Как попытку «воцерковления» языческой мудрости можно понять и появление в православной иконографии этой эпохи в притворах храмов изображений древних философов и сивилл как своего рода предвозвестников Христа. (См.: Окунев Н.Л. Арилье. Памятник сербского искусства XIII в. // Семинариум Кондаковианум. VIII. Прага, 1936, с. 221—258; Специерис К. Изображения эллинских философов в церквах. Афины, 1964 по–гречески.)

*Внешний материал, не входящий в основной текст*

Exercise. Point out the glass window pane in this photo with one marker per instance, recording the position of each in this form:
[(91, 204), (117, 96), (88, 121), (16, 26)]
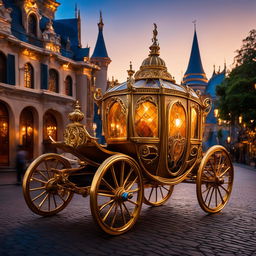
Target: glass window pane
[(117, 126), (194, 123), (146, 120)]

И символические изображения, заменяющие прямой человеческий образ, и яркое отражение в искусстве эмоциональной жизни, и стремление к эллинистическим натуралистическим чертам, и необычайное богатство новых иконографических тем, и распространение ветхозаветных прообразов, — все это несла с собой эпоха, охваченная вихрем новых идей, эпоха возрождения гуманизма и возрождения исихазма. Если художники традиционного направления не всегда были свободны от влияний гуманизма, то и художники, зараженные идеями гуманизма, не выходили из традиционных форм православного искусства, представителем которых был исихазм. Палеологовский расцвет не вышел из рамок традиционных форм; но под влиянием идей эпохи в эти традиционные формы проникали элементы, которые, по сравнению с предыдущим периодом, снижали духовный строй образа, а иногда, как мы видели, и подрывали самое его понятие, его смысл, а следовательно, и его роль в Церкви. Можно сказать, что соотношение с православным Преданием этих элементов, порожденных отвлеченным представлением о Боге, основанном на естественном познании мира, то же, что и соотношение вносившего эти элементы гуманистического мировоззрения с традиционной линией исихазма. Поэтому та роль и значение, которые придавали гуманисты философии и светским наукам в духовной жизни, и отношение к ним исихазма может послужить нам косвенным указанием на понимание, в свете исихастского учения, содержания и задач церковного искусства.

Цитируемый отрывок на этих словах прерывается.